O problema é que a fantasia é uma faca de dois gumes. Porque se é ela que vai dar o caldo emocional da competição, com a vontade de vencer, o prazer de jogar e torcer e tudo o mais que é inerente à disputa, é também a mesma fantasia que vai destronar o sujeito de suas ilusões – em caso de derrota, claro. Na vitória, normalmente, tudo vai bem, obrigado.
Pois bem,  voltando ao segundo parágrafo, me dei conta do meu incômodo, e era tão simples quanto profundo: me peguei tomado pelo sentimento de derrota. Compreendi que a derrota de um time infantil tinha o potencial de provocar abalos no narcisismo do adulto. Em sua expectativa de vitória, já que uma competição infanto-juvenil termina por se configurar numa série de projeções das vontades – e ilusões – de todos nós, familiares e profissionais, em cima das crianças. Uns mais, outros menos, mas ninguém foge a isso se estiver participando de verdade. Quero dizer com isso que a vitória e a derrota são, no mais das vezes, tomadas pelo adulto como suas, também.

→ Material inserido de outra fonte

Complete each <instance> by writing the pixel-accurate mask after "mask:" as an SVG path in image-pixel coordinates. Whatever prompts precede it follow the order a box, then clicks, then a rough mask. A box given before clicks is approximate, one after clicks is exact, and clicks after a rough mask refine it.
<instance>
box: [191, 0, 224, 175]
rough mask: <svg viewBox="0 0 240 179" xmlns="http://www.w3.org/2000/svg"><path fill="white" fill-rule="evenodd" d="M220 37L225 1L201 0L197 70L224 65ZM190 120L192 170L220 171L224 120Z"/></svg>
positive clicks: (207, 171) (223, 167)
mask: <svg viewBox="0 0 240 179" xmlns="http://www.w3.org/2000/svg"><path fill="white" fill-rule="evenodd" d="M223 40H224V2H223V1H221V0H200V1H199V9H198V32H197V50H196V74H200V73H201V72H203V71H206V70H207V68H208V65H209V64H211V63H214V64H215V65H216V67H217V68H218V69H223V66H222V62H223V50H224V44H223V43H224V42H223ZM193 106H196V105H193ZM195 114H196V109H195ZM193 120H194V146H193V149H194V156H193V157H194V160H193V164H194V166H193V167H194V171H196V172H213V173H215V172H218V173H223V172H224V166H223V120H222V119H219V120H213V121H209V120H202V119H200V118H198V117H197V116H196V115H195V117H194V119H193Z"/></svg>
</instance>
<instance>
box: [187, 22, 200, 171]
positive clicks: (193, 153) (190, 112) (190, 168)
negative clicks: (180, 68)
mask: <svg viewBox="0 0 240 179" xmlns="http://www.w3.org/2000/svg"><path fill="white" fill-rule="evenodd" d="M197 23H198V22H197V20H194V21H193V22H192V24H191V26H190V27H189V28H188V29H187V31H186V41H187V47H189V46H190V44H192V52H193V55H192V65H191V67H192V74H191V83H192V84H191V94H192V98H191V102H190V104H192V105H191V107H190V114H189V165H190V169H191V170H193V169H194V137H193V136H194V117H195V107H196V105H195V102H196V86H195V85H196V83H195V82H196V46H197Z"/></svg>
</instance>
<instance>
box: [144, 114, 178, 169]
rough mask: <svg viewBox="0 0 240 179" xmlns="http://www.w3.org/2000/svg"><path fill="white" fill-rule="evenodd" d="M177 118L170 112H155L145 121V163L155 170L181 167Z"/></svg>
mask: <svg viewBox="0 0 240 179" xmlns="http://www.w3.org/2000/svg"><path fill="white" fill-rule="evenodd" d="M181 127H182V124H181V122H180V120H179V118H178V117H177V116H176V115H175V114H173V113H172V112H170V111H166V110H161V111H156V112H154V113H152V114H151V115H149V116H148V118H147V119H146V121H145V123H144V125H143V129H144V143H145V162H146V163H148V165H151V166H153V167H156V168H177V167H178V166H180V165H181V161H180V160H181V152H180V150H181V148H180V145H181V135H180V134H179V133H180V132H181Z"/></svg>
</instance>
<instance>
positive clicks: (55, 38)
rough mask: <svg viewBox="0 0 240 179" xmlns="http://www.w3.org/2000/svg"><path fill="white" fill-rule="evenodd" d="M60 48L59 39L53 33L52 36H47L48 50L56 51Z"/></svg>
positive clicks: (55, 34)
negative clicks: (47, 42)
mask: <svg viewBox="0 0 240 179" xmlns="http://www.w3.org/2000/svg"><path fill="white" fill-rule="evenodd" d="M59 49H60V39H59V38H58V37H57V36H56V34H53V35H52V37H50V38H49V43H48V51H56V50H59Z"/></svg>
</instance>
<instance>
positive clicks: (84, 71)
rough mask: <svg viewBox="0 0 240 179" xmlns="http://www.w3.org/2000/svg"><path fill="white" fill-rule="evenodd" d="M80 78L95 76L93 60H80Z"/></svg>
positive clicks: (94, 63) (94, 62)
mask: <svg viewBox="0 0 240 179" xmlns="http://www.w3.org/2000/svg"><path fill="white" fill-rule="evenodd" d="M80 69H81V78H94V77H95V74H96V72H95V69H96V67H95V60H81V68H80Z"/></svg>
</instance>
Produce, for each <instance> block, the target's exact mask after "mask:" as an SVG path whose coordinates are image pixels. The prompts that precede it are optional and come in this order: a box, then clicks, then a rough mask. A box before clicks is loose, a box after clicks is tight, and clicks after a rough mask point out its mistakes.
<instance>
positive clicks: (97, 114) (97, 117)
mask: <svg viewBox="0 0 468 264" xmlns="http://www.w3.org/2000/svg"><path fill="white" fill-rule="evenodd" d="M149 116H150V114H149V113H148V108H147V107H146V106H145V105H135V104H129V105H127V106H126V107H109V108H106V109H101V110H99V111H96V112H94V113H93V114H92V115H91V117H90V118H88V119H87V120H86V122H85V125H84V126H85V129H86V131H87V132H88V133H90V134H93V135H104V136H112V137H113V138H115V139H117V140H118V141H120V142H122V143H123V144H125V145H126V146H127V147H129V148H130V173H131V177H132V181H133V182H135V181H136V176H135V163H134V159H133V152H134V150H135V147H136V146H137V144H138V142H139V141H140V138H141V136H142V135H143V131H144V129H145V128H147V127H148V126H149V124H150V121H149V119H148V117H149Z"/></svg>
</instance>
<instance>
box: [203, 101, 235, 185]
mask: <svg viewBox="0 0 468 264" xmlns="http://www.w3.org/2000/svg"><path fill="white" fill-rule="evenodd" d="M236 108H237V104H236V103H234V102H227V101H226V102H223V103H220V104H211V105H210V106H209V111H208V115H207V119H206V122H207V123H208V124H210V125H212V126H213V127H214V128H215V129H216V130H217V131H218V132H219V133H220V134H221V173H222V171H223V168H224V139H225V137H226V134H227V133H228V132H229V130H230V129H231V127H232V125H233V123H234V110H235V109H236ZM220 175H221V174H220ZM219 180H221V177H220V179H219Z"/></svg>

Resolvi admitir o golpe. Contei como mais uma descoberta que a infância me impõe. Deduzi que era preciso um quantum de tempo para poder me refazer. Que o mais importante era poder mostrar-me ferido aos alunos-jogadores, mas sem perder a firmeza e – jamais – a elegância desportiva. “Tamo junto“, é o que eles exigem em seus olhares profundos.
Olhei mais uma vez para os pais na arquibancada. “Eles também sentem“, pensei. Por isso, a necessidade da reflexão. Para ampliar as possibilidades de compreensão de acontecimentos deste tipo e conseguir acumular novos repertórios pedagógicos e (por que não?) existenciais. Costumo brincar que as crianças nos apresentam pequenos grandes dramas. É preciso olhos de ver.
A dor da derrota deve servir para algo mais do que culpar o juiz, culpar a si, ao treinador, ao craque que não foi bem, ao perna-de-pau que atrapalhou, ao azar. Suponho agora que é justamente a capacidade de elaborar (digerir, assimilar) a derrota o que irá facilitar o acesso a um sentimento de tranquilidade e confiança para tentar de novo, para jogar de novo sem o peso de fantasmas desnecessários, para efetivamente reagir. Essa construção podemos transmitir às crianças e aos adolescentes, mas isso só vai ser efetivamente útil se não for mero discurso pronto, mas resultado de algo tomado como verdadeiro pelo adulto.
Sem desespero, nem tampouco negação. Admitir a dor da derrota talvez seja uma das bases da verdadeira coragem.